Nevertheless, we forecast that banks in the region will account for about 60 percent of credit losses globally during 2020 and 2021,” S&P added.
According to S&P, non-performing loans would remain elevated in several countries beyond the next two years as it would take some banks years to resolve problematic loans as economies start to recover.
Likewise, bank earnings would be suppressed at least for the next year amid steep rise in credit losses and a sizeable drop in interest margin as well as fee income.

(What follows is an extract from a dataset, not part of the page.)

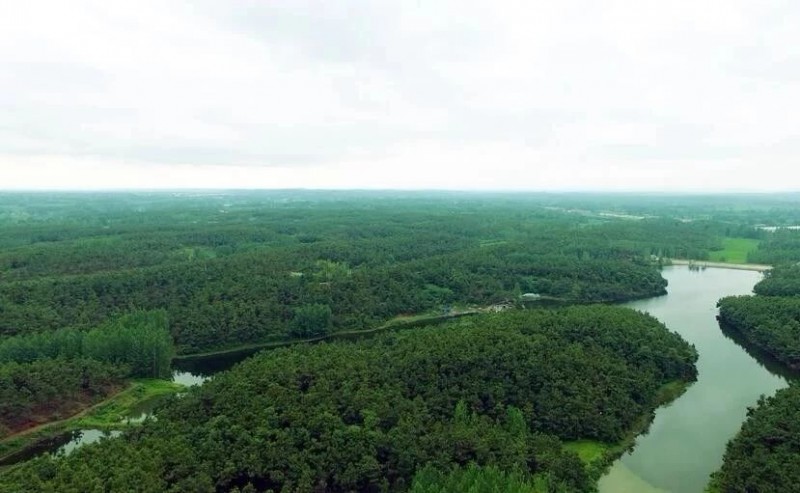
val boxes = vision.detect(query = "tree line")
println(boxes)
[0,306,697,492]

“We believe banks in many countries in the region will struggle to struggle to return to pre-COVID earnings levels amid persistently low interest rates, weak household and business spending, and heightened competition, including from non-traditional players,” S&P said.
Latest data from the Bangko Sentral ng Pilipinas (BSP) showed the NPL ratio of Philippine banks rose for the fifth straight month to hit a fiveyear high of 2.43 percent in May from 2.31 percent in April amid the sharp rise in past due, as well as restructured loans amid the containment measures to prevent further spread of the deadly COVID-19.
On the other hand, earnings of Philippine banks grew by 9.3 percent to P59.66 billion in the first quarter of the year from P54.59 billion in the same quarter last year despite higher provisioning to prepare for the onslaught to bad loans due to the pandemic.
The debt watcher expects the Asia Pacific economy to contract by 1.3 percent instead of growing by 4.7 percent this year before bouncing back with a growth of 6.9 percent instead of 4.8 percent next year.
“While we expect GDP trends to revert to pre-COVID levels by the end of 2023, we believe the outbreak will have permanently reduced the region’s economy by two to three percent,” it said.